Emotion burned behind my traitorous eyes, and just as fast as I’d looked, I turned my back before he could catch the anguish I was certain painted every inch of my expression.

For the second time that day, my hands shot forward to keep myself standing, my body jerking as I clutched the edge of the bar and tried to prepare myself to again come face to face with Lyrik West. I tried to find safety behind the walls I had built. To gain solid ground. To fortify and protect.

Never again would I allow him to control me.

With my head dropped, my lips moved soundlessly, as if I were sending up a silent prayer. Reaching for a buoy. A petition to find truth in the words that would allow me to remain afloat.

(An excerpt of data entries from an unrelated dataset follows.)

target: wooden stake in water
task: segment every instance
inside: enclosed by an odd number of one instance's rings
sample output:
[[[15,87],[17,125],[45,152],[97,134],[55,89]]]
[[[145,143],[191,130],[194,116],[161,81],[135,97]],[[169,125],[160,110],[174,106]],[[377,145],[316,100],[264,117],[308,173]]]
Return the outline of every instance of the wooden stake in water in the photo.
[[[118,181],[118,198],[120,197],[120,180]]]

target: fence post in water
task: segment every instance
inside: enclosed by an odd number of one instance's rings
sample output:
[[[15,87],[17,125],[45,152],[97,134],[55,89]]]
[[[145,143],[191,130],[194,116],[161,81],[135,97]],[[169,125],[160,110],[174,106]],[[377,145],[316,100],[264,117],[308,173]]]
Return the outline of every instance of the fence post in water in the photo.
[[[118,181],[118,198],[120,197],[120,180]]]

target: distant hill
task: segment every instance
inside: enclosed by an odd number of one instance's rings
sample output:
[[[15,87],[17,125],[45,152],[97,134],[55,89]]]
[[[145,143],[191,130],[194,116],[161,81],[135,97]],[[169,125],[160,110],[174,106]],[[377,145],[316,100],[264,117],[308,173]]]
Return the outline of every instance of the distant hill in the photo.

You are strong. You are nobody’s slave. He only has power and effect if you give it to him. And you won’t let him have it.

Blowing out a breath, I donned that stoic, lofty mask, lifted my chin, and went back to work. The whole time I pretended as if I wasn’t painfully aware of him standing there in the haze of light suspended above him. As if I didn’t feel the heat of his unfaltering gaze searing into me.

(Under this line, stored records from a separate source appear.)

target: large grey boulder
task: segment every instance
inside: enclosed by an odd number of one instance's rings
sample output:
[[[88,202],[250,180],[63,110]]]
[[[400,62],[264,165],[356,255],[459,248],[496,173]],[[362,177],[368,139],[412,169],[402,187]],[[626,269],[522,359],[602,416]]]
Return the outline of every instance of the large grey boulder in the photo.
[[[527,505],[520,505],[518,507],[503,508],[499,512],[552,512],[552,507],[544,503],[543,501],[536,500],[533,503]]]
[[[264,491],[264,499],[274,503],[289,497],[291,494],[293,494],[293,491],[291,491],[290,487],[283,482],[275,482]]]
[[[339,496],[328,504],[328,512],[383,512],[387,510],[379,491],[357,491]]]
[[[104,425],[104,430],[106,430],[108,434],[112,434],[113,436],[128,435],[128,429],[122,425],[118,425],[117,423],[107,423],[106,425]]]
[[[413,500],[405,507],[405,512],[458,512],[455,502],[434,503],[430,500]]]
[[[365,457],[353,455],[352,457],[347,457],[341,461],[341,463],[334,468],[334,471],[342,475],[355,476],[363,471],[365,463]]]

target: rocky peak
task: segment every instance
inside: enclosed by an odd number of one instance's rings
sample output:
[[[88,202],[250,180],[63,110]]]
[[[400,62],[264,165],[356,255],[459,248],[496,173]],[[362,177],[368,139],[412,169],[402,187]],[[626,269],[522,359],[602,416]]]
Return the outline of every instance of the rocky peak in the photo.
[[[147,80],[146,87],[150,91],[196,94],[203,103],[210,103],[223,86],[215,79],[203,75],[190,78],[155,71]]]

Stark, disbelieving laughter shook my throbbing chest. For a fleeting second, my armor dropped, leaving me vulnerable to his sharp stare.

Why now? Why after two weeks would he show his face when I’d caught nothing more than a glimpse of the back of his head in all that time? It had been as if he’d calculated his every move, ensuring he’d evaded, avoided, and eluded any sight of me.

So easily forgotten.

Dirty.

I could feel the break in the air, the shift, and I knew he’d followed Ash and Zee over to the secluded booth where they liked to hide out. Away from prying eyes and their rock-star fame. Although truthfully, they really didn’t seem to have that many issues around here. Most of the locals’ tastes slanted country, and they came to the bar in droves on the nights the more popular country bands played.

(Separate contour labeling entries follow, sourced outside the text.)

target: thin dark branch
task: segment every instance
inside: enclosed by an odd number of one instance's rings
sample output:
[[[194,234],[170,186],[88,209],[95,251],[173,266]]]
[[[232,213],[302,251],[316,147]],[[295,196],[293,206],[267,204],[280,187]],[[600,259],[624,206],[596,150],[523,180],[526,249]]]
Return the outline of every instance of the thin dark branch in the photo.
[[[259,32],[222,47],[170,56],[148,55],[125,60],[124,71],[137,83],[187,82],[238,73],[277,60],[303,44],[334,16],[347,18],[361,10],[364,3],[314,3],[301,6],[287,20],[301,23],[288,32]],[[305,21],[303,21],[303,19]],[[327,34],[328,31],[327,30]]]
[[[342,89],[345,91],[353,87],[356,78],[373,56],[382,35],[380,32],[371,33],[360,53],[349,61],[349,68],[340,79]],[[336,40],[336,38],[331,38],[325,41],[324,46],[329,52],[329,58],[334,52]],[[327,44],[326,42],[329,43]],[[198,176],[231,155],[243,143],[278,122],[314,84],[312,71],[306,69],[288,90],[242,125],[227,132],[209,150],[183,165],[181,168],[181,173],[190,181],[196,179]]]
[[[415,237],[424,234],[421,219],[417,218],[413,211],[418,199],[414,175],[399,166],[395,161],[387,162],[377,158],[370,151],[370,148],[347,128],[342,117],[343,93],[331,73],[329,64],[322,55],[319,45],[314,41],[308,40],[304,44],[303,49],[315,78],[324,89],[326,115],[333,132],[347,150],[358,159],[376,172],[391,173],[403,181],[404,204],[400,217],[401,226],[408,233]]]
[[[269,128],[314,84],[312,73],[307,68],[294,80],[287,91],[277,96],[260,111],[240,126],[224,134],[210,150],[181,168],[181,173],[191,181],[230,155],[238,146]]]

But that didn’t mean the guys didn’t garner attention on their appearance alone.

Girls out looking for a good time couldn’t resist these boys who looked so bad.

Trouble and disorder and a mind-blowing good time.

Pain stabbed at my stomach as I pictured Lyrik leaving here with one of them. Or more likely, with two. That always seemed to be his style. Images of the side of the boy I really didn’t know flashed through my mind, the lusty gleam in his sinful eyes as he was draped in all-too willing women.

I couldn’t shake the fear he was out for one last hurrah in the tiny city of Savannah before he left it all behind.

Before he left me behind.

He’d promised he would.

But I’d never imagined it’d be on these terms.

“Hey, Tamar.” Sophie broke into my tortured thoughts when she called to me from the other side of the bar. She craned her head back in the direction of the isolated booth. “Your friends are here.”

As if I hadn’t noticed.

“The cute blond one is insisting you take care of them. He said something about it being an emergency. Of course he did it with a smile on his face, so I’m not so sure what could be so urgent, but I figured you wouldn’t mind all that much considering you normally go running that direction the second they step through the door.”

Running?

Had it really been that way in those weeks when things were so easy between Lyrik and me? Had I really gone to him so readily?

Just another ignorant lamb willingly led off to the slaughter.

God, I was stupid.

No more.

Strutting across to the boundless array of liquor lined up on the back bar, I grabbed a bottle of vodka. I barely glanced over my shoulder to respond. “Well, I do mind.”